La Convention Judiciaire d’Intérêt Public (CJIP) signée le 2 décembre 2024, entre le Parquet National Financier (PNF) et les sociétés Areva SA et Orano Mining SAS, met en lumière une évolution majeure : la possibilité d’un partage des obligations entre le cédant et le cessionnaire à la suite d’une cession d’actifs et ainsi des conséquences pénales susceptibles d’en découler.
Cette décision reflète le véritable changement de paradigme qui touche progressivement le droit pénal des affaires et se tourne vers une culture de l’efficacité de la sanction pénale.
Créée par la loi Sapin II de 2016, la CJIP est une mesure alternative aux poursuites encadrée par l’article 41-1-2 du Code de procédure pénale qui permet la mise en place d’un dispositif transactionnel entre le ministère public et une personne morale à l’encontre de laquelle une procédure d’enquête ou d’instruction a permis de relever des comportements pénalement repréhensibles[1]. En souscrivant à la mise en œuvre de cette procédure, l’entreprise « évite » ainsi des poursuites ultérieures de nature à entrainer son renvoi devant une juridiction de jugement.
Fait notable dans le cas présent, bien que la cession d’actifs soit intervenue entre la survenance des faits et la signature de la convention, les deux entités concernées ont été tenues de répondre ensemble des manquements pénalement qualifiables qui avaient été identifiés lors de l’enquête.
I. CJIP ET FUSION-ABSORPTION : LA RESPONSABILITÉ PÉNALE DES SOCIÉTÉS FACE À DES FAITS DE CORRUPTION INTERNATIONALE
Une CJIP peut-elle être conclue pour des faits de corruption d’agents publics étrangers ?
Une investigation a été lancée par le parquet à la suite d’un signalement de TRACFIN, en date du 13 mai 2015, relatif un virement suspect de 725 000 euros effectué par la société Eurotradia International, partenaire du groupe Areva, à un homme d’affaires mongol.1
L’enquête a révélé qu’Areva, présent en Mongolie depuis les années 1990, avait conclu un contrat-cadre en juillet 2010 avec Eurotradia International.
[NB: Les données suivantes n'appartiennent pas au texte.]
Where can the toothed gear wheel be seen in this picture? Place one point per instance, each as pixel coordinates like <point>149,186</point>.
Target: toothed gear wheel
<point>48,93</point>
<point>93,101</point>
Dans le cadre de cette collaboration, Eurotradia a confié à sa filiale Areva SA la mission de fournir des prestations d’assistance financière, juridique et commerciale, en lien avec l’obtention de licences minières.2
Ultérieurement, Eurotradia a formalisé un contrat avec le même homme d’affaires mongol, le missionnant pour accompagner le développement des activités minières du groupe Areva en Mongolie. Ce contrat a donné lieu à un versement total de 1,275 million d’euros.3
Il est toutefois apparu que cet homme d’affaires n’avait pas rempli les engagements contractuels prévus, tels que la négociation et la conclusion d’un pacte d’actionnaires, ou encore l’obtention de licences d’exploitation minière. Une part significative des fonds perçus a d’ailleurs été investie dans un projet immobilier majoritairement détenu par un haut fonctionnaire mongol.4
Sur la base des éléments recueillis, le procureur de la République financier a estimé que les faits relevaient de la qualification pénale de corruption d’agents publics étrangers, telle que définie à l’article 435-3 du Code pénal.5
Le principe de transfert de responsabilité pénale s’applique-t-il aux fusions absorptions ?
L’affaire Areva-Orano illustre avec force la portée du principe de transfert de responsabilité pénale dans le cadre des opérations de fusion-absorption, principe désormais solidement ancré dans la jurisprudence de la Cour de cassation.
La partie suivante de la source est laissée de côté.